The 1997 General Convention revised the canons to prevent any diocese from denying access to the ordination process, or refusing to license a member of the clergy to officiate, solely on the grounds of gender.
I'm going to beg your indulgence and ask you to pause again and take that in. Set your gender aside for half a heartbeat and imagine you are a person with a valid call to ordination which could be approved by all but a small handful of bishops in the church. You do not have the luxury of geographical mobility - your family is and has been in that diocese for as long as anyone can remember and this is where you feel called to serve. You can not ask your family to make one more sacrifice for your vocation.
Now, imagine you feel called to the vocation of family life with another person. And, this person is a member of the same sex. You have entered into a legal contract of marriage with this person and now you want the churches blessing on the covenant of your marriage. In your diocese. In your family church. With your priest and community of faith - all of whom are wonderfully, wildly supportive.
And, your bishop says no. Because of HIS conscience. Not yours. Not your family.
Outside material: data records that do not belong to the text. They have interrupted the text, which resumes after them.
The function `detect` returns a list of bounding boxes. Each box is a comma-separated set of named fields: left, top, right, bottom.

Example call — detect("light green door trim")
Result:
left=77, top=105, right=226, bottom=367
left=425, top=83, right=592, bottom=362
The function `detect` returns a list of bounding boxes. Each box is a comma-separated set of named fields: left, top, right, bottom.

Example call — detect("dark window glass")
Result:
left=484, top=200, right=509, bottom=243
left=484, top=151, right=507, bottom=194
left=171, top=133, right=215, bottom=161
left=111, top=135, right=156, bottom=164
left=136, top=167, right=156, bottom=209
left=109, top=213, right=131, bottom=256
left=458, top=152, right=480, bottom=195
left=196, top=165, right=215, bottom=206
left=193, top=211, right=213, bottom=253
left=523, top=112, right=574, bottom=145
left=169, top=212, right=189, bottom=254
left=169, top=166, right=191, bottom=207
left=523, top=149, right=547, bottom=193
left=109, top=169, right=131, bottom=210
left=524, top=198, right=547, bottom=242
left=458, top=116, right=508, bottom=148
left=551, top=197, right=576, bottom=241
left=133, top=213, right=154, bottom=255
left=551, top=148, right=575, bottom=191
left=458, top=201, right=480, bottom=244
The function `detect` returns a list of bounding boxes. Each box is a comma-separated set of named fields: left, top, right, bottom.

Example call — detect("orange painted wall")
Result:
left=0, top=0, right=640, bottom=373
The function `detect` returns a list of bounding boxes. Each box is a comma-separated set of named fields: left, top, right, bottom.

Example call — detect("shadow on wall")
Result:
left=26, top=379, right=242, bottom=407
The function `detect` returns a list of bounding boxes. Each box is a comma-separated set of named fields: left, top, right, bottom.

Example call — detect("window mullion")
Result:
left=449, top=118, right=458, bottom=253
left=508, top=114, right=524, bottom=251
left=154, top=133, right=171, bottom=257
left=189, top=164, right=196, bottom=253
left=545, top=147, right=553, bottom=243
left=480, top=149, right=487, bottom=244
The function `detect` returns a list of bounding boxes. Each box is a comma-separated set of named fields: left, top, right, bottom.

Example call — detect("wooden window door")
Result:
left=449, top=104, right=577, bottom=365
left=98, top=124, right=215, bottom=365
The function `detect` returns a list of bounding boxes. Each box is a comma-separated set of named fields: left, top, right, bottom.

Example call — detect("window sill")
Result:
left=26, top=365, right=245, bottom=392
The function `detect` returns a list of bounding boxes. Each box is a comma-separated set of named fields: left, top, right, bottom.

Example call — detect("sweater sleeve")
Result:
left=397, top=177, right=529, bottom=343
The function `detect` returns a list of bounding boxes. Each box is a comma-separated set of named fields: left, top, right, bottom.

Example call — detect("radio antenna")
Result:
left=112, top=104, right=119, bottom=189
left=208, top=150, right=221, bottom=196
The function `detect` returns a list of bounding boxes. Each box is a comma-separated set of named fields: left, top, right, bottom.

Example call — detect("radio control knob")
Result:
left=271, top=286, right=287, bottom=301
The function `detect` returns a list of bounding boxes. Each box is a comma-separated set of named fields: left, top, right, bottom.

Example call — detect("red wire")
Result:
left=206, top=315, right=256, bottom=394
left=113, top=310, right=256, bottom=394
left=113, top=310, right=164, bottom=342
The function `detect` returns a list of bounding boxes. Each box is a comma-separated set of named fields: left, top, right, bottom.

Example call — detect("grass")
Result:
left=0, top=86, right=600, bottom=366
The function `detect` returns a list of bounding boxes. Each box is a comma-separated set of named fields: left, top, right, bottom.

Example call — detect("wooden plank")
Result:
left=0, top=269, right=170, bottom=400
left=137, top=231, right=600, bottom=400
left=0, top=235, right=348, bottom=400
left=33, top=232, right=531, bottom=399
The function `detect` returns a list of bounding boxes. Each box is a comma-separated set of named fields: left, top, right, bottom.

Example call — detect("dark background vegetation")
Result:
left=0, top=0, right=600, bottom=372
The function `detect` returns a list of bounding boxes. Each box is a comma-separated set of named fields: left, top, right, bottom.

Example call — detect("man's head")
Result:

Not your deacon or priest. Not your community of faith.
This is a process known as "compassion". This is exactly what Jesus did. He imagined and then took on the pain of others and then, he took a stand. Even though it was against the "canon law" of his time.
Resolution A085 proposes to make all the sacraments and sacramental rites available to all of God's people. Full stop.
Let's not make God's people wait 33 more years for what we ALL know is inevitable.
The conscience of individual bishop does not go beyond the individual. It may not be used to refuse their diocese what the assembled Church has decided.
Which means, at least in part, that B012 would be strengthened by removing DEPO and clarified so that everyone - especially bishops - understand that Marriage Equality is, in fact, the way it is in The Episcopal Church.
And, the language of A085 needs to have everything about Prayer Book Revision removed. Yes, of course, the writers wanted to put their toe in the water. Thing of it is, if the standard practice of the church - the whole church - is Marriage Equality, then these liturgies WILL be included in the revised Prayer Book.
There will no doubt be more discussion on this the closer we get to General Convention in Austin.
As Rachel Maddow says, "Watch this space."